Although this study was able to address how molecular epidemiological surveillance can be used to enhance routine surveillance data in Beijing, there remain some limitations that deserve further discussion. First, a certain percentage of the respondents left several items in the questionnaire unanswered, which may lead to problems in identifying the possible sources of infection. We will strive to enhance the response rate in the future. Second, only a low proportion of the samples could be sequenced, which may be due to the length of time between disease onset and the sampling. Future studies should optimize the sampling process and shorten the sampling time. Moreover, a uniform anti-HAV IgM test will be needed in the future to avoid false-positive tests in different hospitals. Third, the new surveillance system has only been established for one year, and further studies are needed to develop a more comprehensive view of HAV infection in Beijing. Despite these problems, the new molecular epidemiological surveillance still could help inform possible clusters of outbreaks. Future studies should improve the response rate of the questionnaire and improve the proportion of the sequenced samples.

Conclusions

In summary, the incidence rate of HAV in Beijing is low. Most of the patients presented clinical symptoms.
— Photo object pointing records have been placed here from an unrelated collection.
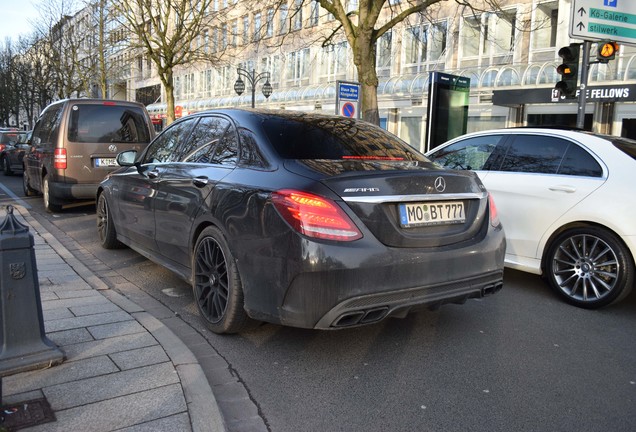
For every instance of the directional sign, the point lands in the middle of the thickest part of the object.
(347, 99)
(348, 110)
(604, 19)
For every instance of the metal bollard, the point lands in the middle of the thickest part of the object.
(24, 343)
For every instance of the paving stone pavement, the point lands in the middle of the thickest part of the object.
(124, 369)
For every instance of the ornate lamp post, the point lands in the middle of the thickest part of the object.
(253, 79)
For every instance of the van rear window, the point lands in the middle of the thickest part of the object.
(107, 124)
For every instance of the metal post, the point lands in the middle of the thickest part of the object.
(585, 66)
(24, 342)
(253, 81)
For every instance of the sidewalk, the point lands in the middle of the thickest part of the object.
(124, 369)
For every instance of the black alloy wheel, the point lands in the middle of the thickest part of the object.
(49, 205)
(590, 267)
(217, 285)
(105, 226)
(7, 166)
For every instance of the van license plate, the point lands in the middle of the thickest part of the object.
(423, 214)
(107, 162)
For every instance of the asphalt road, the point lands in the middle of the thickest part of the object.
(521, 360)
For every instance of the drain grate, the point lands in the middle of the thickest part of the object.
(26, 414)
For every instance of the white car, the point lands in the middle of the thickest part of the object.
(567, 202)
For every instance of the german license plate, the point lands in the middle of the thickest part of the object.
(105, 162)
(437, 213)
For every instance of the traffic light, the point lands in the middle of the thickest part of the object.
(606, 51)
(569, 70)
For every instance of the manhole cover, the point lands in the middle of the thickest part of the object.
(26, 414)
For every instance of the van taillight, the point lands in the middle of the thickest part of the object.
(59, 161)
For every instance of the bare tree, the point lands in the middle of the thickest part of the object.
(168, 33)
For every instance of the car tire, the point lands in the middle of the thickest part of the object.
(26, 186)
(589, 267)
(105, 225)
(216, 284)
(50, 205)
(7, 166)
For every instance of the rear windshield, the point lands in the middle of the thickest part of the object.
(15, 137)
(335, 138)
(105, 123)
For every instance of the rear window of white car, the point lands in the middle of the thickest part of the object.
(625, 145)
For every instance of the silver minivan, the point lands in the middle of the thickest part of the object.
(74, 145)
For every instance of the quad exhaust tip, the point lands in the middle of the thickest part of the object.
(361, 317)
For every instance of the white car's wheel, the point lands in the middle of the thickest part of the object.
(589, 267)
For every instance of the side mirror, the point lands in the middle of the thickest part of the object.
(127, 158)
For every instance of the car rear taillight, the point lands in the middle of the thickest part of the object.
(59, 159)
(494, 216)
(315, 216)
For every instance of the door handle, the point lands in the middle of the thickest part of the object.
(200, 181)
(563, 188)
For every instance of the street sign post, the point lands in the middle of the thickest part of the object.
(604, 19)
(348, 99)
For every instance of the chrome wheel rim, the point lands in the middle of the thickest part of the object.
(585, 268)
(211, 280)
(102, 218)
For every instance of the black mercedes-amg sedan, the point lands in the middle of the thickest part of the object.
(302, 219)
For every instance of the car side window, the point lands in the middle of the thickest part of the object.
(226, 152)
(163, 149)
(468, 154)
(534, 154)
(579, 162)
(46, 124)
(204, 139)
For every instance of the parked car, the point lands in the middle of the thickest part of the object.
(11, 158)
(566, 201)
(8, 138)
(302, 219)
(74, 145)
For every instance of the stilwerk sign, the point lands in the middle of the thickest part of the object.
(604, 19)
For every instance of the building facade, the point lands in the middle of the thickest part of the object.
(510, 56)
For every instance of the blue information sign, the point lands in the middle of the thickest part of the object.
(349, 91)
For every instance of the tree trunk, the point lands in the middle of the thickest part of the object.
(169, 87)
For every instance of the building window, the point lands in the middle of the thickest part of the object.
(223, 36)
(257, 26)
(333, 62)
(423, 45)
(298, 15)
(234, 35)
(283, 19)
(315, 13)
(383, 54)
(269, 31)
(297, 68)
(470, 36)
(246, 30)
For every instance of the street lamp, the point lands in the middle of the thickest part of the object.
(253, 79)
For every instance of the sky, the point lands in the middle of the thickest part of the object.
(14, 18)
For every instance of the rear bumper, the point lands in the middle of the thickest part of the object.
(329, 286)
(367, 309)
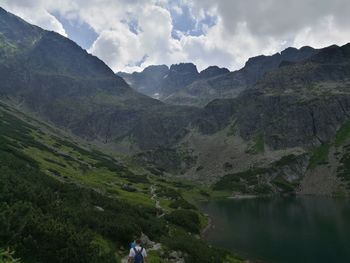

Contaminated food consumption was the primary potential source of infection. The main HAV genotypes were IA and IB. The incorporation of molecular epidemiology into the routine surveillance system and the description of possible clustered outbreaks using these molecular techniques can be used to provide information for controlling HAV transmission. An effective surveillance system should include valid case background data, high-quality specimens, and sensitive detection methods. To establish a more effective surveillance system, we should strive to improve the data and specimen quality, and adopt a sensitive method.